Nov 14, 2007. 3:46 PMKiteman says:
I'm not sure a microphone in the bed would work - it would pick up all your other bodily movements and functions as well. When I have my blood-pressure checked, the nurse or doctor put their stethoscope over the blood vessels in my arm to listen to the flow - maybe strap a small microphone over a convenient point on the body and graph it's output (maybe even just using something like Audacity to record it).
Nov 15, 2007. 3:32 PMGoodhart says:
Would something like this Ultra thin condenser mic be useful? Taped over the left side of the chest or, placed "on" one's chest if the sleeper sleeps on their back, it would do an excellent job of picking up "heart beats".

This is, of course, if you wish to monitor the "sound" of the heart. Trying to record a homestyled EKG might be a bit more difficult (not to mention risky).
Nov 15, 2007. 3:55 AMKiteman says:
Got you. Maybe a sensitive mike suspended over the bed will do the job (no extra bed-frame noises), but it would be a heck of a job to separate other night-time sounds from the breathing, belching, moving etc.
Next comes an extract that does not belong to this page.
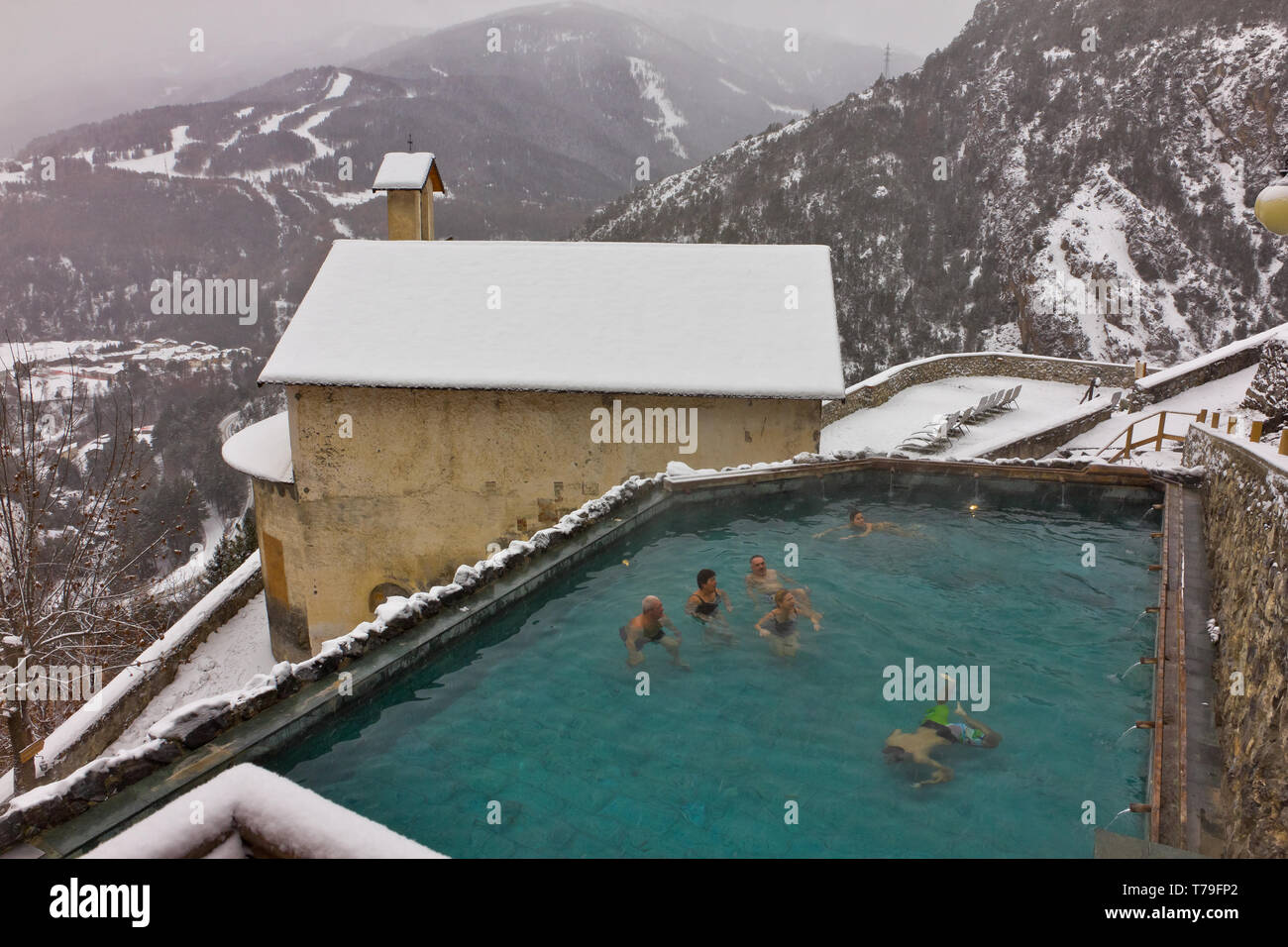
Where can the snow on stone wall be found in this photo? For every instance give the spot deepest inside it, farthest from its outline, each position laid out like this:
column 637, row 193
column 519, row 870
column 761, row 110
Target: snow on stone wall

Nov 14, 2007. 4:05 PMNachoMahma says:
. I've seen some type of optical sensor that is clipped/taped to a finger to get BPM. My friend was wearing one in the hospital when he got his pacemaker. Taped up too well to really tell how it worked, but it looked like a visible light LED on one side, shining thru his finger to a detector on the other side.
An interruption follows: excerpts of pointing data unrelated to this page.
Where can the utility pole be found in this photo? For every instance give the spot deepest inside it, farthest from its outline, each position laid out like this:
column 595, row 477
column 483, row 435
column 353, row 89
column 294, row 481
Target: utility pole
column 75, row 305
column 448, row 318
Nov 15, 2007. 3:14 PMGoodhart says:
Yeah, they call that a Pulse-ox for the two measurements being made, pulse, and oxygen level in the blood.
Nov 14, 2007. 4:11 PMKiteman says:
They are doppler units. The red light is shone into the finger and reflects off the flowing blood - the movement of the blood shifts the frequency of the light. That change is directly related to the speed of the blood. The pulse changes the speed of the blood, so the display just shows when the speed is changing.
Dec 17, 2010. 5:46 AMForestgal says:
Regarding the pulse-ox device, the light measures how much hemoglobin is hooked up with the red blood cells. That is called the oxygen saturation.